CV In Self-Driving Cars
But it’s not just tech companies that are leverage Machine Learning for image applications.
Computer vision enables self-driving cars to make sense of their surroundings. Cameras capture video from different angles around the car and feed it to computer vision software, which then processes the images in real-time to find the extremities of roads, read traffic signs, detect other cars, objects and pedestrians. The self-driving car can then steer its way on streets and highways, avoid hitting obstacles, and (hopefully) safely drive its passengers to their destination.
CV In Facial Recognition
Computer vision also plays an important role in facial recognition applications, the technology that enables computers to match images of people’s faces to their identities. Computer vision algorithms detect facial features in images and compare them with databases of face profiles. Consumer devices use facial recognition to authenticate the identities of their owners. Social media apps use facial recognition to detect and tag users. Law enforcement agencies also rely on facial recognition technology to identify criminals in video feeds.
CV In Augmented Reality & Mixed Reality
Computer vision also plays an important role in augmented and mixed reality, the technology that enables computing devices such as smartphones, tablets and smart glasses to overlay and embed virtual objects on real world imagery. Using computer vision, AR gear detect objects in real world in order to determine the locations on a device’s display to place a virtual object. For instance, computer vision algorithms can help AR applications detect planes such as tabletops, walls and floors, a very important part of establishing depth and dimensions and placing virtual objects in physical world.
CV In Healthcare
Computer vision has also been an important part of advances in health-tech. Computer vision algorithms can help automate tasks such as detecting cancerous moles in skin images or finding symptoms in x-ray and MRI scans.
Challenges of Computer Vision
Helping computers to see turns out to be very hard.
Inventing a machine that sees like we do is a deceptively difficult task, not just because it’s hard to make computers do it, but because we’re not entirely sure how human vision works in the first place.
Studying biological vision requires an understanding of the perception organs like the eyes, as well as the interpretation of the perception within the brain. Much progress has been made, both in charting the process and in terms of discovering the tricks and shortcuts used by the system, although like any study that involves the brain, there is a long way to go.

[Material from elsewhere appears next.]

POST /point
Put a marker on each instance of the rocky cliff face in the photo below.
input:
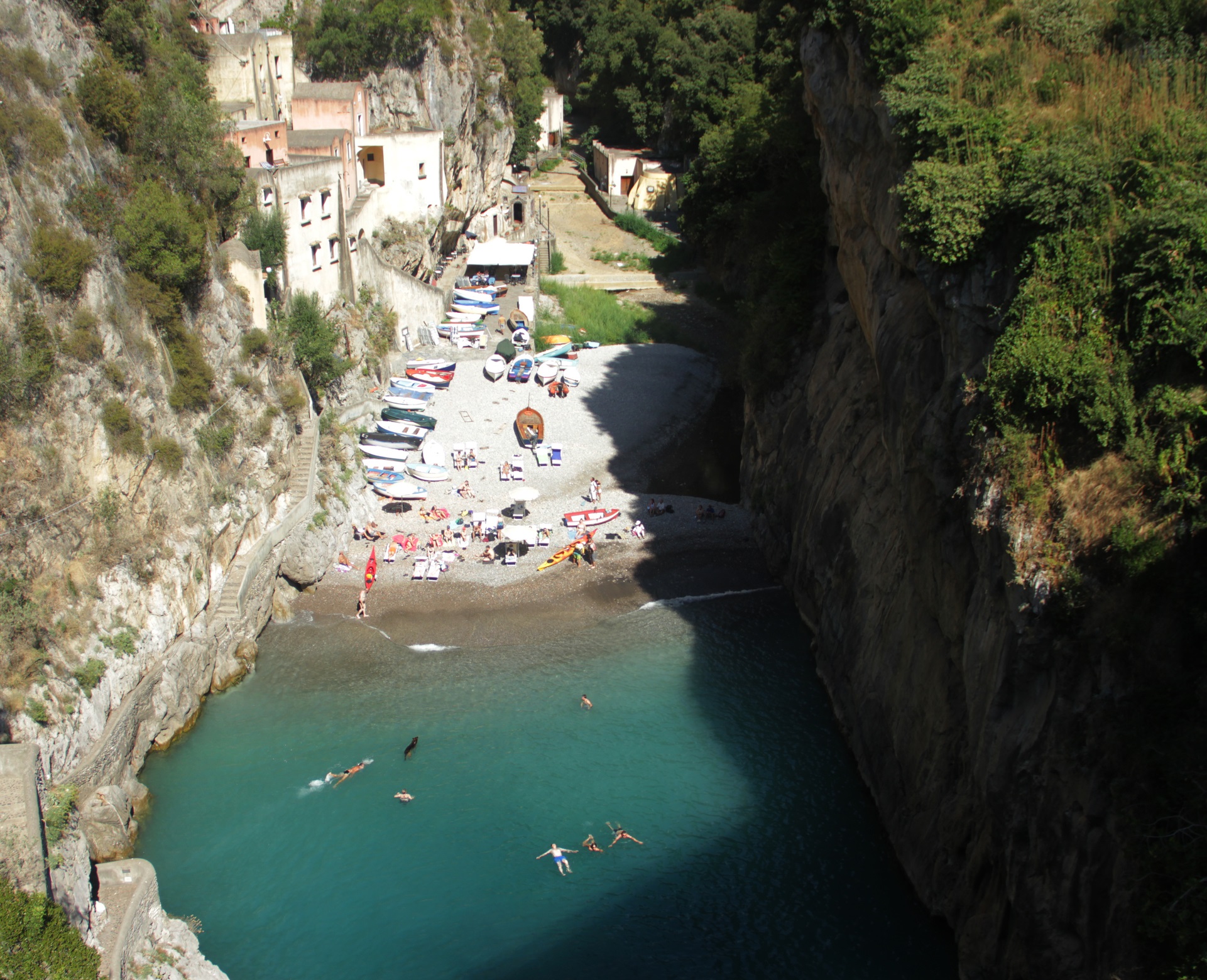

Many popular computer vision applications involve trying to recognize things in photographs; for example:
- Object Classification: What broad category of object is in this photograph?
- Object Identification: Which type of a given object is in this photograph?
- Object Verification: Is the object in the photograph?
- Object Detection: Where are the objects in the photograph?
- Object Landmark Detection: What are the key points for the object in the photograph?
- Object Segmentation: What pixels belong to the object in the image?
- Object Recognition: What objects are in this photograph and where are they?
Outside of just recognition, other methods of analysis include:
- Video motion analysis uses computer vision to estimate the velocity of objects in a video, or the camera itself.
- In image segmentation, algorithms partition images into multiple sets of views.
- Scene reconstruction creates a 3D model of a scene inputted through images or video.
- In image restoration, noise such as blurring is removed from photos using Machine Learning based filters.
Any other application that involves understanding pixels through software can safely be labeled as computer vision.
Conclusion
Despite the recent progress, which has been impressive, we’re still not even close to solving computer vision. However, there are already multiple healthcare institutions and enterprises that have found ways to apply CV systems, powered by CNNs, to real-world problems. And this trend is not likely to stop anytime soon.